Short Film Review: To Calm the Pig Inside (2019)

To Calm the Pig Inside by Joanna Vasquez Arong is a documentary short film about Hurricane Yolanda, which was an incredibly powerful storm that devastated the Philippines in November 2013. In my eyes, To Calm the Pig Inside manages to effectively express the sorrow, frustration, and the subsequent physical and emotional trauma felt by the victims of such a tragedy. Arong achieves this by taking a subdued and minimalistic approach to the presentation of the event, as well as the issues and its aftermath. In terms of the visuals, Arong utilises a blend of still images, videos of the hurricane and its aftermath as well as truly haunting drawings by children who had witnessed the hurricane. These drawings instil a feeling of complete hopelessness and powerlessness in the audience as all we can do take in what horrors must have been witnessed by the young. 
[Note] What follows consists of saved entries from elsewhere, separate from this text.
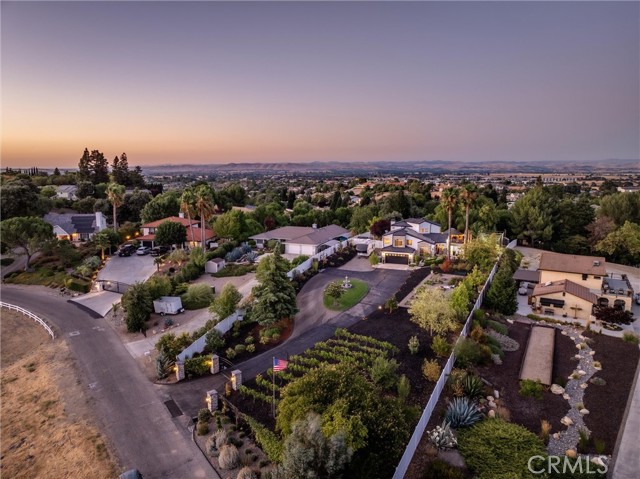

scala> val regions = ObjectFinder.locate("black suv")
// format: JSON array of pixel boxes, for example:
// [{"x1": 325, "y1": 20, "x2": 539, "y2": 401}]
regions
[
  {"x1": 117, "y1": 245, "x2": 137, "y2": 257},
  {"x1": 150, "y1": 245, "x2": 170, "y2": 256}
]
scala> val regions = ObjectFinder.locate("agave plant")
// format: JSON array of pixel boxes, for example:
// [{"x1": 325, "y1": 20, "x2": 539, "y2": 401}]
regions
[
  {"x1": 428, "y1": 420, "x2": 458, "y2": 449},
  {"x1": 462, "y1": 373, "x2": 485, "y2": 400},
  {"x1": 444, "y1": 397, "x2": 483, "y2": 428}
]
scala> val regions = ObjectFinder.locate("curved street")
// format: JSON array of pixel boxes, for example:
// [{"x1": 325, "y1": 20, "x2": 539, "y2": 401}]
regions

The imagery is utilised very cleverly as the film opens on a simple yet positive image of children just playing and having fun in some water. However, after a few seconds so seeing this you quickly notice the surroundings. What was once an image of happiness becomes something fairly heartbreaking. On top of this, almost all the imagery is colour graded in black and white to make the audience feel a greater sense of physical distance from the situation, thus turning us into passive participants who can do nothing but stare at what is appearing in front of us on screen. This leads the audience to become heavily affected by what we are witnessing but at the same time, the way the information is presented to us makes us feel powerless in every sense of the word. 

The main way To Calm the Pig Inside conveys information to us is through the voiceover of a survivor. The voice slowly and calmly recounts what happened during the hurricane. It feels fairly unconventional as it makes us feel like we are with the subject, but we never feel like we are directly being spoken to. Instead we feel like we are in the same room as the subject recounts to an invisible third person. When paired with the imagery, the feeling of pure powerlessness and hopelessness is magnified that much more.

The film has a very basic score that dips in and out of the film to avoid from becoming overbearing and manipulative. On top of this, the film has an atmospheric track that plays throughout, a windy, droning sound that slowly intensifies as the film progresses, which instils a constant feeling of danger—almost as if there were another hurricane that could strike anytime now. Much like the victims, we would be completely powerless to stop this looming threat.

While the film manages to express the sorrow, frustration, and the subsequent physical and emotional trauma felt by the victims, it also manages to inform the audience not only of the true impact of the hurricane but also of a great deal of corruption and government negligence. The bureaucracy both placed little importance on the hurricane before it hit as well as were lacklustre in their recovery efforts in the aftermath. 

Overall, To Calm the Pig Inside by Joanna Vasquez Arong is an incredibly effective documentary that makes the audience feel just as powerful and hopeless like those affected. But it is also an incredible exercise in minimalistic storytelling that leaves a haunting impression on the viewer.